On March 1, ABC Widget Company has decided that because it holds excess cash and lacks investment opportunities, it would like to reward shareholders with a regular quarterly dividend payment. The date for this particular announcement is known as the declaration date. It is on this date that the company announces the specific dividend payment along with the holder-of-record date (aka record date) and the payment date. The company announces that a dividend payment of 25 cents per share will be payable March 31, 2012 (the payment date) to all shareholders of record at the close of business on March 16, 2012 (holder-of-record date). What does this all mean? Well the short story is that the company looks at its records on March 16 and anyone listed on the books as an owner of ABC Widget company will be eligible for the dividend payment (on March 31).

The one other important term to remember is the ex-dividend date.

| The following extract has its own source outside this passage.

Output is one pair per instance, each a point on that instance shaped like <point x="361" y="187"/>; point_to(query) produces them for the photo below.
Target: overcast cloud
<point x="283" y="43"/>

The ex-dividend date (typically two trading days before the holder-of-record date for U.S. securities) is the day in which a company begins trading without the dividend. In order to have a claim on a dividend, shares must be purchased no later than the last business day before the ex-dividend date. A company trading ex-dividend will have the upcoming dividend subtracted from the share price at the start of the trading day. Many times, the price of a stock will increase in anticipation of the upcoming dividend as the ex-dividend date approaches, yet will fall back by the amount of the dividend on the ex-dividend date.